One-legged robots might sound impractical, given the potential for falling over when standing nonetheless. However Yim says that for leaping actually excessive, one leg is the way in which to go.

“One leg is the most effective quantity for leaping; you’ll be able to put essentially the most energy into that one leg if you happen to do not distribute that energy amongst a number of completely different units. And the drawbacks you get from having just one leg reduce as you leap larger,” Yim mentioned. “Whenever you leap many, many occasions the peak of your legs, there’s just one gait, and that’s the gait by which each leg touches the bottom on the similar time and each leg leaves the bottom at roughly the identical time.

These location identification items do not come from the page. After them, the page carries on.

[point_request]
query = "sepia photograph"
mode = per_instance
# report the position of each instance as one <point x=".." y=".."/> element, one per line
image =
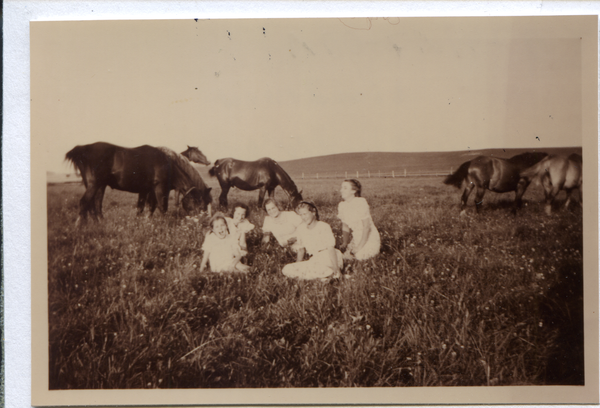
<point x="226" y="207"/>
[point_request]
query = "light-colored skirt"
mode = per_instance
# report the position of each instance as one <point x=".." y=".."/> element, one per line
<point x="317" y="267"/>
<point x="371" y="248"/>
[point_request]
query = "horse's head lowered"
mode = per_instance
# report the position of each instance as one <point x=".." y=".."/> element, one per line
<point x="193" y="154"/>
<point x="195" y="200"/>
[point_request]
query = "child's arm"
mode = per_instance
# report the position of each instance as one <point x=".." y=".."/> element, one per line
<point x="365" y="235"/>
<point x="333" y="257"/>
<point x="204" y="260"/>
<point x="345" y="236"/>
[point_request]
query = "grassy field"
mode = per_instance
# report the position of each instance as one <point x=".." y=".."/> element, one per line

So at that time, having a number of legs is form of like having one leg. You may as effectively simply use the one.”

Different co-authors of the Science Robotics paper are Fearing and former UC Berkeley undergraduate Eric Wang, now a graduate scholar at MIT, and former graduate scholar Nathaniel Hunt, now an affiliate professor on the College of Nebraska in Omaha. Co-authors of the J. Exp. Bio. paper are Wang, Hunt, Fearing, UC Berkeley Affiliate Professor of Mechanical Engineering Hannah Stuart and former UC Berkeley undergraduates Stanley Wang and Duyi Kuang. The analysis was funded by the U.S. Military Analysis Workplace (W911NF-18-1-0038, W911NF-1810327) and the Nationwide Institutes of Well being (P20GM109090).